Certainly this analysis is subject to some important limitations. First, since the H&H Study did not measure HIV transmission directly (and it is hard to know how this could ever directly be achieved), it was necessary to estimate HIV infections averted. Still, our estimates were based on the epidemiologic literature and were conservative in our choice of parameter values. Second, we used results from the as-treated analysis, rather than the intent-to-treat analysis, so we cannot definitively establish a causal relationship between housing status and our outcomes of interest. Third, our estimate of Qta is based on a rapidly growing and emerging literature on the effects of HIV treatments on survival and quality of life for persons living with HIV; certainly work on the “true” underlying value of this parameter will and must unfold in the years ahead. However, our approach to estimating this parameter was also conservative. Fourth, we made some simplifying assumptions such as omitting estimation of all secondary transmissions from currently HIV seronegative partners. These simplifying assumptions were all conservative and tended to bias against the Housing and Health intervention with one possible exception and that is the assumption that persons with no detectable viral load would transmit to HIV seronegative partners. Clearly, it is theoretically possible for transmissions to occur even with undetectable viral load, but it would appear that the percentage of such occurrences would be low. Because the effect of this assumptions “acts” through parameter A, the threshold analysis for A provides some reassurance that even if there is a small chance of transmission at undetectable viral load, the base case result is likely sufficiently robust to accommodate such a small change.

It cannot be assumed that the study participants are representative of all homeless or unstably housed PLWHA in the United States. In fact, recruitment through HIV service organizations resulted in a sample that was initially better connected to medical and social services than would have been the case had the sample been assembled using other selection criteria recruitment methods (e.g., street-based recruiting methods). For example, at baseline interview, over 90 % of the sample had seen an HIV primary medical care provider and was receiving case-management services. As other research has shown, engagement in medical care and supportive services is associated with reductions in HIV risk behaviors. Thus the prevention ‘return on investment’ of addressing housing needs among homeless persons less integrated into the HIV care system may be greater.
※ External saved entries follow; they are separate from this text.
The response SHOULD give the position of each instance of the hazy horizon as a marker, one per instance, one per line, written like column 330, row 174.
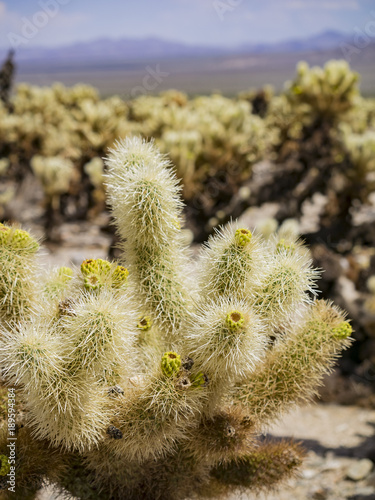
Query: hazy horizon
column 222, row 23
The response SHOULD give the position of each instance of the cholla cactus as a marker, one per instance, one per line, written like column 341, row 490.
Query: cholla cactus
column 227, row 352
column 330, row 91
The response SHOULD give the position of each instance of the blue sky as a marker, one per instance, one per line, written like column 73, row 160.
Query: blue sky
column 213, row 22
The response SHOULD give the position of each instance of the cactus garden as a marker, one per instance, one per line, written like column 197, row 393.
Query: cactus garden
column 236, row 283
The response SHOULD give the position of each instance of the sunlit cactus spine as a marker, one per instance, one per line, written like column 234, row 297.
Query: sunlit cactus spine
column 143, row 384
column 330, row 91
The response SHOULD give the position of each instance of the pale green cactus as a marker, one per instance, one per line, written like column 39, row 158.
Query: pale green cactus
column 330, row 91
column 146, row 384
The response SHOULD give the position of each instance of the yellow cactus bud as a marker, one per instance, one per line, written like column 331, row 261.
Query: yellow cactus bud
column 145, row 323
column 170, row 363
column 235, row 320
column 283, row 245
column 65, row 274
column 120, row 276
column 93, row 266
column 200, row 380
column 242, row 236
column 92, row 282
column 343, row 331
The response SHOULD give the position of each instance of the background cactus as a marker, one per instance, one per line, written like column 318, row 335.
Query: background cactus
column 174, row 410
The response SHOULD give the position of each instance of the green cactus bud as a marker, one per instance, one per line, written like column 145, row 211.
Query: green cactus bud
column 235, row 320
column 343, row 331
column 282, row 245
column 200, row 380
column 92, row 282
column 243, row 236
column 65, row 274
column 17, row 239
column 94, row 266
column 120, row 276
column 170, row 363
column 144, row 323
column 5, row 465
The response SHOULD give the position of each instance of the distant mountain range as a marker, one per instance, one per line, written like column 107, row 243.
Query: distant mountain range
column 131, row 49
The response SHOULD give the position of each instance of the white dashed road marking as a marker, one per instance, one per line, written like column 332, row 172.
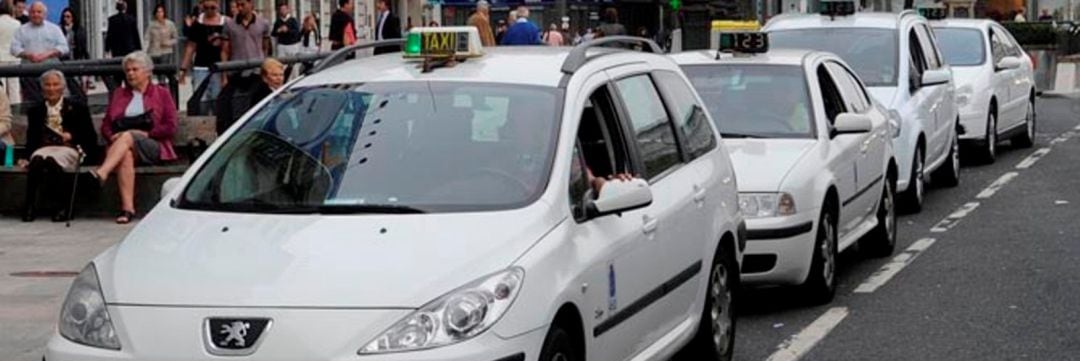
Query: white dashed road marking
column 798, row 345
column 1027, row 162
column 954, row 218
column 993, row 188
column 893, row 267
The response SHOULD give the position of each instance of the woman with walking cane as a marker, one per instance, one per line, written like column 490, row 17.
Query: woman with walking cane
column 58, row 136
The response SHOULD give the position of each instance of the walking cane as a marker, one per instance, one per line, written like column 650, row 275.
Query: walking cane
column 75, row 186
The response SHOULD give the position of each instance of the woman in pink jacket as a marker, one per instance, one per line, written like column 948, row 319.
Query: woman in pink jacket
column 139, row 124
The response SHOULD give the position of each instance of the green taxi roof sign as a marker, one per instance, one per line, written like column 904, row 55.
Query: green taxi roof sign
column 443, row 42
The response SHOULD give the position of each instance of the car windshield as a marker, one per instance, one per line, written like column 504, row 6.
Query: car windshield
column 872, row 53
column 961, row 47
column 755, row 101
column 389, row 147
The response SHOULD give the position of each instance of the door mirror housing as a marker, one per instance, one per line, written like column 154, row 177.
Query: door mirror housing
column 1008, row 63
column 851, row 123
column 621, row 196
column 935, row 78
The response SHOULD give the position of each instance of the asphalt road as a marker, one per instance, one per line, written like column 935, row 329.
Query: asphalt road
column 994, row 276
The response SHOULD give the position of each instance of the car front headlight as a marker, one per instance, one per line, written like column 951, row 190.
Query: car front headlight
column 760, row 205
column 453, row 318
column 83, row 318
column 963, row 95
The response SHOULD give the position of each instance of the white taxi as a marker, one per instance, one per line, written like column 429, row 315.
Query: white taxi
column 898, row 58
column 450, row 206
column 813, row 156
column 995, row 83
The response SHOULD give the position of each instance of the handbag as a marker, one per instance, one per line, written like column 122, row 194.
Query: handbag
column 140, row 122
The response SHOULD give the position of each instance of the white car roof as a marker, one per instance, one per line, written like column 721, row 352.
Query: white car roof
column 869, row 19
column 780, row 56
column 514, row 65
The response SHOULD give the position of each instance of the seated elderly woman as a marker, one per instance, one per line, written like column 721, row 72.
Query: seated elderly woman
column 58, row 135
column 138, row 124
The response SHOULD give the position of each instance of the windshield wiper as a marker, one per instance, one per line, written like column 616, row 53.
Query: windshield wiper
column 739, row 135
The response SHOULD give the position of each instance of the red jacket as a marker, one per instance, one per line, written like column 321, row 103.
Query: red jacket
column 157, row 99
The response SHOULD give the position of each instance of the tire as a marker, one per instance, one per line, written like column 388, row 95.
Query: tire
column 558, row 346
column 881, row 241
column 988, row 152
column 912, row 199
column 821, row 284
column 716, row 332
column 948, row 174
column 1026, row 139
Though not the main point of the analysis presented here, our work provides some interesting insights as to the HIV transmission rate for persons provided housing compared to persons who are not. The best current published estimate of the HIV transmission rate (incidence divided by prevalence times 100) for persons aware that they are living with HIV is 2.7 (i.e., 2.7 HIV transmissions per 100 people aware that they are living with HIV per year) [33]. Here the calculations for parameter A can be interpreted as estimating the transmission rate for persons aware that they are living with HIV and receiving housing to be 5.4, and persons aware that they are living with HIV but experiencing homelessness to be 7.0. While these are clearly estimates with some uncertainty, they do provide another way of quantifying the relatively high rates of HIV transmission among persons who are now or have recently experienced instability of housing. Although the Housing and Health Study did not find that stable housing led to a significant decrease in unprotected sex with serostatus discordant partners, the sexual behavior of people living with HIV who experience homelessness or housing instability puts them at greater risk of HIV transmission.

Based on the analysis above, it appears that the HIV-related housing services meet generally accepted standards for determining cost-effectiveness of medical and public health services. This is true even in conservative analyses, and threshold analyses indicate that the results are reasonably robust to uncertainty in the two parameters most difficult to estimate.